Сцена эта покажется еще более любопытной, если вспомнить о том, что в исходной версии киносценария, написанной Тарковским и Кончаловским и опубликованного в 4–5-м номере журнала «Искусство кино» за 1964 год, никаких иностранцев не было. Появились они уже в процессе работы над фильмом, и Андрей Тарковский, судя по всему, придумал их исключительно для того, чтобы в первый раз ясно проговорить идею, которая позже станет краеугольным камнем в символической структуре «Ностальгии»: Восток (под которым имеется в виду Россия) и Запад (то есть Европа в самом общем смысле слова) суть реальности равно далекие и чуждые для Русского Мастера. Восток учит его понимать суть вещей, не нуждающуюся в вербализации, но затем убивает физически; Запад предлагает свободу и комфорт, но пытается перевести в слова, обременить именами то, что он делает, – тем самым убивая его духовно.

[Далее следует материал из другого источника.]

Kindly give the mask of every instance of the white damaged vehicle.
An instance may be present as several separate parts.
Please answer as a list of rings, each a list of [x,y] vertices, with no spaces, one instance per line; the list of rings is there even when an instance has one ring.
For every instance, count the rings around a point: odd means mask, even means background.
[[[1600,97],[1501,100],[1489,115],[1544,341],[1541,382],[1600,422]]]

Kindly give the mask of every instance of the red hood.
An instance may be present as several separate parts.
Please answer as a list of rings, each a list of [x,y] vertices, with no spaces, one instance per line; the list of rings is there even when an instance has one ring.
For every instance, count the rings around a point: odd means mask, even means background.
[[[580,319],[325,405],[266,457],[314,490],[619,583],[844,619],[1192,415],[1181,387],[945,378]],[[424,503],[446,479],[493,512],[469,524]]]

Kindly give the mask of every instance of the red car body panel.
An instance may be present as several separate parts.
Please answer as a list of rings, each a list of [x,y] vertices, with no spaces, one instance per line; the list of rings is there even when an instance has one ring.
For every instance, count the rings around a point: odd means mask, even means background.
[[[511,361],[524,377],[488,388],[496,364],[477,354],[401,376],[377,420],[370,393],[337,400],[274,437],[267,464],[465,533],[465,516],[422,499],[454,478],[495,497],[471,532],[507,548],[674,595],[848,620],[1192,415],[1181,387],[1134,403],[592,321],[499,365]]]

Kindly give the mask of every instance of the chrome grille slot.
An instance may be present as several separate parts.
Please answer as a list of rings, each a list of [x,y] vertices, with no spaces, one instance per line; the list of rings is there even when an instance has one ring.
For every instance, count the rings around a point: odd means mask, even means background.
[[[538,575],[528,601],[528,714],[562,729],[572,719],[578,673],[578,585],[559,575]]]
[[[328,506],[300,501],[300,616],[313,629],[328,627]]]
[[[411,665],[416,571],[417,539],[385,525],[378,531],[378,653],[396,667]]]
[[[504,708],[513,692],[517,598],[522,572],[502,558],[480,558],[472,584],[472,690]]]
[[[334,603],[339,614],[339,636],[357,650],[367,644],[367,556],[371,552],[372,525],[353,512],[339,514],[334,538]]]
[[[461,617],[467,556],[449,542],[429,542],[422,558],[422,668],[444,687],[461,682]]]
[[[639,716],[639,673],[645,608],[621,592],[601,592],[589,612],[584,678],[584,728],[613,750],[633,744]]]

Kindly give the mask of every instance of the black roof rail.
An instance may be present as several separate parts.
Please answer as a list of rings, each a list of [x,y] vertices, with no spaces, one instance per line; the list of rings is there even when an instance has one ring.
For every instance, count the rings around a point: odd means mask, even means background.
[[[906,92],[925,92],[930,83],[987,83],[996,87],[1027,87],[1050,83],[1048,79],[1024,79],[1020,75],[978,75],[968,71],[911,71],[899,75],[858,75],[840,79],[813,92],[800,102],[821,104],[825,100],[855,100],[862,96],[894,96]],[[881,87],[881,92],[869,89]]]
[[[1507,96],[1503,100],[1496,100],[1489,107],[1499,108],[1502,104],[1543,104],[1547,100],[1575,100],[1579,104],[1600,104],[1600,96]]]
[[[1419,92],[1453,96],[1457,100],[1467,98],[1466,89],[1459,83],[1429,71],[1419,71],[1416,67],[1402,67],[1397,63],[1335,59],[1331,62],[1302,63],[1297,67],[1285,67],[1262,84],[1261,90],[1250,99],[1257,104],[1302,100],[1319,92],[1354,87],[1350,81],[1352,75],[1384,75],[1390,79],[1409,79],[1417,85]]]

Выбор между Востоком и Западом является ложным, поскольку на самом деле никакого выбора нет, а есть только разные формы ложной осмысленности, царящие в разных частях этого насквозь неправедного мира. И единственная дорога для взыскующего истины художника – пройти между Яхином и Боазом, между Свободой и Необходимостью, по пути, предначертанному для Совершенного Человека: и так добраться до сути вещей, скрытой от глаз непосвященных. При этом отдавая себе отчет в том, что искомая истина есть всего лишь остаток, осколок единого древнего знания, разбитый в царстве Князя Мира Сего на две якобы не сводимые между собой географические и культурные реальности, противопоставленные друг другу только для того, чтобы застить глаза человеку. И основная миссия Художника, по Тарковскому, – указать единственно правильный путь, продемонстрировать его через творчество, через собственное проживание этого пути, через принесение себя в жертву: хотя бы для того, чтобы показать, что путь этот существует.

Едва ли не все фильмы Тарковского – «Страсти по Андрею», «Солярис», «Сталкер», «Ностальгия» и «Жертвоприношение» – построены на одном и том же, предположительно. автобиографически значимом сюжете: сюжете о самоотверженном и жертвенном поиске инициации, способной открыть дорогу к Знанию. Трагический аспект этого сюжета заключается в том, что найти истинного Мастера, который мог бы открыть нужный путь, невозможно или почти невозможно: коллизия, более чем понятная в ситуации традиционалистски ориентированного советского интеллектуала 1960-х годов – по крайней мере, если этот интеллектуал был достаточно честен и отдавал себе отчет в том, что само по себе чтение вынесенных из спецхрана книг или, как в случае с Тарковским, скорее возможность послушать тех, кто читал такие книги, не означает доступа к Традиции.